Jobless numbers in Southwest Florida continue to improve, following a state trend.
Lee County’s unemployment rate dropped below 9 percent in March, while Collier County’s fell below 8 percent.
“It’s a reflection that we had a really good season, compared to the previous year,” said Gary Jackson, an economics professor at Florida Gulf Coast University. “Tourism is very strong in Collier and Lee County.”
Last month, Florida’s unemployment rate made its biggest monthly decline since October 1992. The state’s unemployment rate fell to 9 percent, down 0.4 percentage points from February, according to the Department of Economic Opportunity.
A year ago, the state’s jobless rate was at 10.7 percent. The U.S. rate for March was 8.2 percent.
“The largest monthly unemployment rate decline since 1992 is a milestone all Floridians can celebrate,” Gov. Rick Scott said in a statement. “By signing a budget that devotes more than $1 billion to education, Florida is positioning itself to have a globally competitive workforce, which is key to our state’s long-term prosperity.”
The March rate for the state was the lowest since January 2009, when it was at 8.7 percent.
Last month, Collier’s jobless rate hit 7.8 percent. That was down from 8.2 percent in February and 9.8 percent a year ago, according to the Department of Economic Opportunity.
Lee’s unemployment rate fell to 8.9 percent in March, down from 9.4 percent in February and 11 percent a year ago.
“I would say they are still high, relative to what we would expect in normal times,” Jackson said. “We are still adjusting to the housing bubble and the financial crisis. We are still in recovery, which means we are not back to the level we want to see.”
As the busy tourism season winds down in Southwest Florida, the unemployment numbers could tick back up again in the coming months in this region, he said.
Joe Paterno, executive director of Southwest Florida Works, a state-funded employment and career agency, said recovery on the job front is slower than anticipated.
“I think people would like to see it a little bit quicker,” he said. “But at least we are seeing some positive signs. Employers are starting to hire and people are going back to work.”
John Tippins, the interim director at the Naples career center for Southwest Florida Works, said he’s seeing more job orders.
“They tend to be not necessarily the big ones, but companies looking to hire five or six people. That has been going on the last couple of months,” he said.
His career center has been working with Naples-based Arthrex, a medical device manufacturer that is expanding, to fill jobs for machinists.
Other jobs are coming from a leather manufacturer in the Dominican Republic that’s expanding in North Naples. ValueCentric, which makes software for the pharmaceutical industry, is also hiring. A pest control company also contacted the center recently after landing a big contract.

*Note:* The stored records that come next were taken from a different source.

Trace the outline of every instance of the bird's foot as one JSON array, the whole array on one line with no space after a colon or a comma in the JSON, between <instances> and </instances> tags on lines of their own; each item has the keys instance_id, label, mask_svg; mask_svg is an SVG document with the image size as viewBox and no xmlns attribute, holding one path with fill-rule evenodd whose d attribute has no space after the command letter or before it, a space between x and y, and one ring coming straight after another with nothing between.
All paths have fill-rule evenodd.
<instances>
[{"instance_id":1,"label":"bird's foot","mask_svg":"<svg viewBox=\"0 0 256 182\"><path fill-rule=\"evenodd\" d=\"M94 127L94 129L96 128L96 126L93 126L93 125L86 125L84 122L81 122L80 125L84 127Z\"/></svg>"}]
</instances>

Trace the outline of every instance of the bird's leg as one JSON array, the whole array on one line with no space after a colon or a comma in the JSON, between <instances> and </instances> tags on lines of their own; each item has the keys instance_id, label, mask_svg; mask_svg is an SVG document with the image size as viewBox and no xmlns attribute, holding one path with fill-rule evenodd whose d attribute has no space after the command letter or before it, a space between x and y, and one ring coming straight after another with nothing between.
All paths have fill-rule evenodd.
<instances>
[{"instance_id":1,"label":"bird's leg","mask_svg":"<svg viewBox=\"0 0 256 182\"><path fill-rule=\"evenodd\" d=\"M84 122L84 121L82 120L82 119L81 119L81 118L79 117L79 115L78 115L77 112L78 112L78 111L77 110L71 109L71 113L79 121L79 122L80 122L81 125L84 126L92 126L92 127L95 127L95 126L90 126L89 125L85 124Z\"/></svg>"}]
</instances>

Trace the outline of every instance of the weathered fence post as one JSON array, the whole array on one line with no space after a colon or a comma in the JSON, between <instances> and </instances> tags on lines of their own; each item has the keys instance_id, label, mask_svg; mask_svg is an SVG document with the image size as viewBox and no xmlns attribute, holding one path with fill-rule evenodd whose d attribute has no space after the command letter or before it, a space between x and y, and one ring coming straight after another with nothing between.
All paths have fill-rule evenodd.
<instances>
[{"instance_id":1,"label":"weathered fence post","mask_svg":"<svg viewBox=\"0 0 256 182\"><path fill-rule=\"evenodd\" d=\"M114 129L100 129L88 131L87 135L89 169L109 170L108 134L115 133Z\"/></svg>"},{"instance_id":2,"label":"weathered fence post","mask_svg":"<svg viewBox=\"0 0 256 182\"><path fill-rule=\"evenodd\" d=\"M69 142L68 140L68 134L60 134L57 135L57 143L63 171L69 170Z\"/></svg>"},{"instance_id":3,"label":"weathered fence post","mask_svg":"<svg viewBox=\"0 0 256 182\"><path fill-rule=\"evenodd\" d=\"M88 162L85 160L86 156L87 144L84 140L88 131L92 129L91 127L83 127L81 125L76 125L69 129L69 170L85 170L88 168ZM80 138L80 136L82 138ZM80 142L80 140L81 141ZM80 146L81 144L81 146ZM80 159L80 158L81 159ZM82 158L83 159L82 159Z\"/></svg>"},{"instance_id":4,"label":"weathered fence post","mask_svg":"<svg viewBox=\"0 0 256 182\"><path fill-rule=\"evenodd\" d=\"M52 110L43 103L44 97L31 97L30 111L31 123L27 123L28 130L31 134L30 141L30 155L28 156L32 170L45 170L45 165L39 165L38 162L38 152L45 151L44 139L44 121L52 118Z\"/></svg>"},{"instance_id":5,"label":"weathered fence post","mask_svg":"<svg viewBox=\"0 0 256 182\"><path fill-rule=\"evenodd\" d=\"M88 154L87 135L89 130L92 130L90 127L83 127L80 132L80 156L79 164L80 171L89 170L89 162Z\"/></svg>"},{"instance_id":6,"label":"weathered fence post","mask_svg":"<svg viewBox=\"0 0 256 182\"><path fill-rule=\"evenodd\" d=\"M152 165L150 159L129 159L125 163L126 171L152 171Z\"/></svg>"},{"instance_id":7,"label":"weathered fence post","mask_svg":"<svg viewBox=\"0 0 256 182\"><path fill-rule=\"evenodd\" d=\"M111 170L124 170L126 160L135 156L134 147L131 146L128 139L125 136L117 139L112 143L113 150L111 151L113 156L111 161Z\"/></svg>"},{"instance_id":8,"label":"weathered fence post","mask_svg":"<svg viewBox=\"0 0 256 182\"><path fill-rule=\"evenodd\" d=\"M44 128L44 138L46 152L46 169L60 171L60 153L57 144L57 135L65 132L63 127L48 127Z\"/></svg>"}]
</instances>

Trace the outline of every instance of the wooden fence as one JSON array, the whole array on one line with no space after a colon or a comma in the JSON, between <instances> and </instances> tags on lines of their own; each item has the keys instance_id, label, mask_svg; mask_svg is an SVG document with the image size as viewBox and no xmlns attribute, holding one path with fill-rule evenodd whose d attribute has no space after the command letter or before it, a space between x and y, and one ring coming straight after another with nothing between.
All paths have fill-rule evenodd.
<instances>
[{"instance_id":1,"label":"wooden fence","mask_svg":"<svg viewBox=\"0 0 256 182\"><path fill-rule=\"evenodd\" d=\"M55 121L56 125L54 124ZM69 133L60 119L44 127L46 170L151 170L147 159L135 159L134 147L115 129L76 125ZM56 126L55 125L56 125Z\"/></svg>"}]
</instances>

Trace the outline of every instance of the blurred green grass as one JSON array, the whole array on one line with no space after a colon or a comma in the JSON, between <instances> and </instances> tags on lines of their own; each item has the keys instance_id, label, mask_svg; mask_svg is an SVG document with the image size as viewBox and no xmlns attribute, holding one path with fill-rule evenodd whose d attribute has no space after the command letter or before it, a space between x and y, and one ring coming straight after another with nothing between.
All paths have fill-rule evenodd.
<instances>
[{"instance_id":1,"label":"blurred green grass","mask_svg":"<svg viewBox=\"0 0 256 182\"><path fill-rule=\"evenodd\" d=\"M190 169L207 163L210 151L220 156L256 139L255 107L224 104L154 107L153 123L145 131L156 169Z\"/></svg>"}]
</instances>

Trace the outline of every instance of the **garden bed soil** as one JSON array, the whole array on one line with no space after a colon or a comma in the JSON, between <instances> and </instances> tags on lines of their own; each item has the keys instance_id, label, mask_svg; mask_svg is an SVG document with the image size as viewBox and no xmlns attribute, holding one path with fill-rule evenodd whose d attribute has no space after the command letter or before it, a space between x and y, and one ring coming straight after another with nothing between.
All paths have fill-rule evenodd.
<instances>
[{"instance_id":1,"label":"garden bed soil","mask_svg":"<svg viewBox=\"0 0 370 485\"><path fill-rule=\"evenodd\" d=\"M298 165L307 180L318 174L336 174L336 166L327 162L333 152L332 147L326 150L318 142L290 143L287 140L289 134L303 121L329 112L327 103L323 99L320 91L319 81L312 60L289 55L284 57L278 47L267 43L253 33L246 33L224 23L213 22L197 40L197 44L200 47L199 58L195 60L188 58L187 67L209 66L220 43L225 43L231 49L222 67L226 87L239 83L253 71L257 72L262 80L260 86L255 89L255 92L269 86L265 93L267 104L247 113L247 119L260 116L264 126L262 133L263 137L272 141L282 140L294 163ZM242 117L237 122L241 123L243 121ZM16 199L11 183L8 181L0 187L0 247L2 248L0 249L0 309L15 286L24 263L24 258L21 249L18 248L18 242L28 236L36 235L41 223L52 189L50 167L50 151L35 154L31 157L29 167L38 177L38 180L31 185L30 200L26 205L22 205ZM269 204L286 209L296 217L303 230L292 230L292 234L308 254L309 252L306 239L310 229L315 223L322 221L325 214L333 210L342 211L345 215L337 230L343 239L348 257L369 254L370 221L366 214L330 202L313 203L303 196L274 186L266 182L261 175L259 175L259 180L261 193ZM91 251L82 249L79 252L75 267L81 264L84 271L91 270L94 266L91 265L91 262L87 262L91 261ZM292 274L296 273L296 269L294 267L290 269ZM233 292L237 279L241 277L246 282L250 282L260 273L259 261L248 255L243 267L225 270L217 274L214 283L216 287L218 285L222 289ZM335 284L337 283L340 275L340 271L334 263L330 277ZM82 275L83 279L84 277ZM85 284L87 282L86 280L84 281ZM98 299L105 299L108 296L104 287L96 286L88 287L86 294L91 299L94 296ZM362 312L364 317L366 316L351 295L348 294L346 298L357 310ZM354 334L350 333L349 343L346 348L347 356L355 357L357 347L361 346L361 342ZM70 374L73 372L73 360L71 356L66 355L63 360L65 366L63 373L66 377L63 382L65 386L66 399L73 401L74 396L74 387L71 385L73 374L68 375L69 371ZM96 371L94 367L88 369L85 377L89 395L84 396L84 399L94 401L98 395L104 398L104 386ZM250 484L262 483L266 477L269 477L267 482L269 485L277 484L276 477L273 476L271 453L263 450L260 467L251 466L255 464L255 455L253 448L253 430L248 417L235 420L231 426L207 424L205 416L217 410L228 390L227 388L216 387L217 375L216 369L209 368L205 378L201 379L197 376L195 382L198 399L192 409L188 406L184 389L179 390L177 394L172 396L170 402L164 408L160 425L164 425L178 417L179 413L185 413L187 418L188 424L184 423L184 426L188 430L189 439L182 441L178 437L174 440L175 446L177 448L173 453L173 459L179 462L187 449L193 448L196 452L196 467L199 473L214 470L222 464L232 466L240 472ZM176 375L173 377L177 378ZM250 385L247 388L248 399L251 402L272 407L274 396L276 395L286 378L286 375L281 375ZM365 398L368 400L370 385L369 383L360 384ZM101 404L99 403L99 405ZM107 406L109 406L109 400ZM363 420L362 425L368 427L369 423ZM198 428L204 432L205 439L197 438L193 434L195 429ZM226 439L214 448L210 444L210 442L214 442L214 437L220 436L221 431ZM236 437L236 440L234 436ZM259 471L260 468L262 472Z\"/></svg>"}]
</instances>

“I think it’s kind of the smaller companies that we are starting to see hire. A lot them are in manufacturing, which is a little bit of a turnaround from what we’ve seen before,” Tippins said.
In Collier, there are still 11,915 workers without jobs. In Lee, there are more than twice as many — 25,135.
“We still have a lot of people looking for work,” Tippins said.
In the state, there are 836,000 jobless workers, out of a potential labor force of 9.3 million. The March numbers do not include frustrated workers who are no longer in the market and employees who are working part-time instead of full time.
Statewide, the number of non-agricultural jobs increased to 7.3 million last month, up 89,800, or 1.2 percent, from a year ago. That was 10,800 more jobs than in February.
Last month, federal and state economists revised fairly dramatically the unemployment figures going back more than a year, showing joblessness in the state doesn’t now appear to have been as bad at the end of 2010 and the beginning of 2011 as originally thought. For example, earlier calculations had the December 2010 jobless rate at 12 percent, but newer figures show it was likely closer to 11.1 percent.
Last month, health care and education continued to post some of the most robust year-to-year gains in the state. State government employment dropped by 3.2 percent over the year.
Monroe County had the state’s lowest unemployment rate at 5.1 percent last month. Flagler County had the state’s highest jobless rate in March at 12.2 percent.
In all, 10 Florida counties were still in the double digits.
The Associated Press contributed to this report.